Analysis and application of optimization techniques in operations research. Emphasis on linear programming, nonlinear programming, and integer programming.

**MAT 6953. Independent Study. (0-0) 3 Credit Hours.**

Prerequisites: Graduate standing and permission in writing (form available) of the instructor and the student’s Graduate Advisor of Record.
Independent reading, research, discussion, and/or writing under the direction of a faculty member. For students needing specialized work not normally or not often available as part of the regular course offerings. May be repeated for credit, but not more than 6 hours, regardless of discipline, will apply to the Master’s degree.

**MAT 6961. Comprehensive Examination. (0-0) 1 Credit Hour.**

Prerequisite: Approval of the appropriate graduate program committee to take the Comprehensive Examination.
Independent study course for the purpose of taking the Comprehensive Examination. May be repeated as many times as approved by the Graduate Program Committee. Enrollment is required each term in which the Comprehensive Examination is taken if no other courses are being taken that term.
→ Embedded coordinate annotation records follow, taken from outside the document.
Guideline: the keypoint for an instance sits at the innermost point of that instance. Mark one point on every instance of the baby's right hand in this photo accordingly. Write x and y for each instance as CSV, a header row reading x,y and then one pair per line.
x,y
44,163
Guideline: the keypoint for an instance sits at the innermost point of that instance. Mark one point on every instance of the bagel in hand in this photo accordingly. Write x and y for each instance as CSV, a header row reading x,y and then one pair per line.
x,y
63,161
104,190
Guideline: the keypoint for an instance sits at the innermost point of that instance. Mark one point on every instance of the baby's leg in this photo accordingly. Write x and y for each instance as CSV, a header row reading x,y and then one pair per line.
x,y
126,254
The grade report for the course is either “CR” (satisfactory performance on the Comprehensive Examination) or “NC” (unsatisfactory performance on the Comprehensive Examination).

**MAT 6963. Topics in Mathematics Education. (3-0) 3 Credit Hours.**

Prerequisite: Consent of instructor.
An organized course offering the opportunity for specialized study not normally or not often available as part of the regular course offerings. This course may be repeated for credit when topics vary but not more than 9 hours may be applied toward the Master’s degree. This course may not be applied toward the Master of Science degree in Mathematics with a concentration in Mathematics.
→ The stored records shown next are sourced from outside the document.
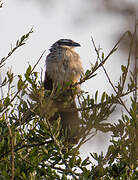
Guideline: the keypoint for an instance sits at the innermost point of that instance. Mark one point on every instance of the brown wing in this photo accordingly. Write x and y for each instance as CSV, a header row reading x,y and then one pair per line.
x,y
48,82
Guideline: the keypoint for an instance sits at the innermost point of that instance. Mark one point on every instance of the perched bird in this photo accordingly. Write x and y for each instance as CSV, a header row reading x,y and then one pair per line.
x,y
63,65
**MAT 6973. Special Problems. (3-0) 3 Credit Hours.**

Prerequisite: Consent of instructor.
An organized course offering the opportunity for specialized study not normally or not often available as part of the regular course offerings. Special Problems courses may be repeated for credit when topics vary, but not more than 6 hours, regardless of discipline, will apply to the Master’s degree.

**MAT 6983. Master’s Thesis. (0-0) 3 Credit Hours.**

Prerequisites: Permission of the Graduate Advisor of Record and thesis director.
Thesis research and preparation. May be repeated for credit, but not more than 6 hours will apply to the Master’s degree. Credit will be awarded upon completion of the thesis. Enrollment is required each term in which the thesis is in progress.